Recently received the official announcement about Adobe CS 5 followed by another email which, the image part is curious. Actually, it kinda doesn’t make a lot of sense.
And here’s the thing… that’s okay.

It’s been well over a decade since I worked at Adobe and I’m not sure how they manage their advertising and marketing, internal or hire and external agency. I don’t know exactly the entire point of the visual of this email, how exactly the text relates to the image and some other things about it. I see some of the thread, trees, wood, paper and stuff rising up from nothing but it’s not very concrete or very sticky (to quote from Made to Stick)… and that’s okay. Seriously, it is okay.
From nearly 20 years in the creative field you can sorta tell when you’re looking at something done by one or a couple people without the overbearing oversight of some group-think. This is fairly clearly done by a small group, potentially of one even, who had the say and were able to design something and get away with it. Getting away with it is what designers should be allowed to do, especially if design should be considered art, and there’s a pretty good argument it should.
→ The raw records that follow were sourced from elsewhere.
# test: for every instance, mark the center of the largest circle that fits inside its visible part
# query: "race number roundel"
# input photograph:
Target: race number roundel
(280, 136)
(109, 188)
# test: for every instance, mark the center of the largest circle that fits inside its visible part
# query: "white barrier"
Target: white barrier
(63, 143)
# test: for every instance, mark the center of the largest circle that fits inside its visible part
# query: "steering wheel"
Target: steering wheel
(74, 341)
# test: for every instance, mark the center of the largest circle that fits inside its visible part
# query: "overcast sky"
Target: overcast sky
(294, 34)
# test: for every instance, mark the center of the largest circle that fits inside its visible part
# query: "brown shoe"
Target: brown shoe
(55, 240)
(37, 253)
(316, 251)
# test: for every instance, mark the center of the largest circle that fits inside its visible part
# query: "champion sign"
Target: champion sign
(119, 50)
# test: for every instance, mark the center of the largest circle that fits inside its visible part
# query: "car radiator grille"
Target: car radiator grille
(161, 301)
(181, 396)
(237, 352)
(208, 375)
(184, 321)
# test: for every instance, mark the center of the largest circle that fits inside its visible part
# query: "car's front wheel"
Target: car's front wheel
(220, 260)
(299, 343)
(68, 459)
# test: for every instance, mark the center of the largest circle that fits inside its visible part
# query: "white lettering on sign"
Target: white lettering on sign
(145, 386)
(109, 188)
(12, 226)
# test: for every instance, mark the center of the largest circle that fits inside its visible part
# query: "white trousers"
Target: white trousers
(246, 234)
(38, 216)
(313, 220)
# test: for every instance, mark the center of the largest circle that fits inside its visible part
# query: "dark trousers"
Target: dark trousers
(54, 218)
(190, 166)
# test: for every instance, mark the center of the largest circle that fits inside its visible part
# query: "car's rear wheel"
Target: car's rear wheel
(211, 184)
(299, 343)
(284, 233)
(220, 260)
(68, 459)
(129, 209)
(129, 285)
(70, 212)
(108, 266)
A committee could have overseen this design and a group and it could have been micromanaged into a concept like a sledgehammer, very safe, wide-targeted, non-artsy, corporate, and devoid of soul, and it’d have shown to most as being just that. Arguably had it been micromanaged to death like sadly 99% of all design these days is, including my own, it’d have gotten more people to make sense of it, and maybe bought CS 5, but someone in the chain said “you know what, I trust this designer(s?) and/or copywriter to do whatever, it’s what we’re PAYING them to do.” What they’re paying them to do.
If a person takes a car to a shop, almost nobody would micromanage their mechanic to do the repairs. If a person goes to a doctor, though it’s good to be your own advocate for healthcare, you’re not going to tell say your surgeon how to cut you open to take care of whatever needs taking care of inside of you. Hire an accountant to do your taxes you probably don’t tell him how you want your deductibles taken care of. So why is it people feel the need to tell a designer, a professional, how to do their job? As I’ve often said with an odd negative reaction to, at that moment to me as I fire them, ex-clients, “I don’t tell you how to do your job, don’t tell me how to do mine.”
Clients should hire agencies or designers to make their lives easier, hopefully make them money, get them visibility, do that design thing they’re being paid to do, not micromanaged or armchair designed. Sometimes a designer won’t quite get it right, other times they’ll nail it though, so let them design, it’s what they do.
Kudos to Adobe for letting this go out, it takes guts to allow this stuff to go out, and I admire that.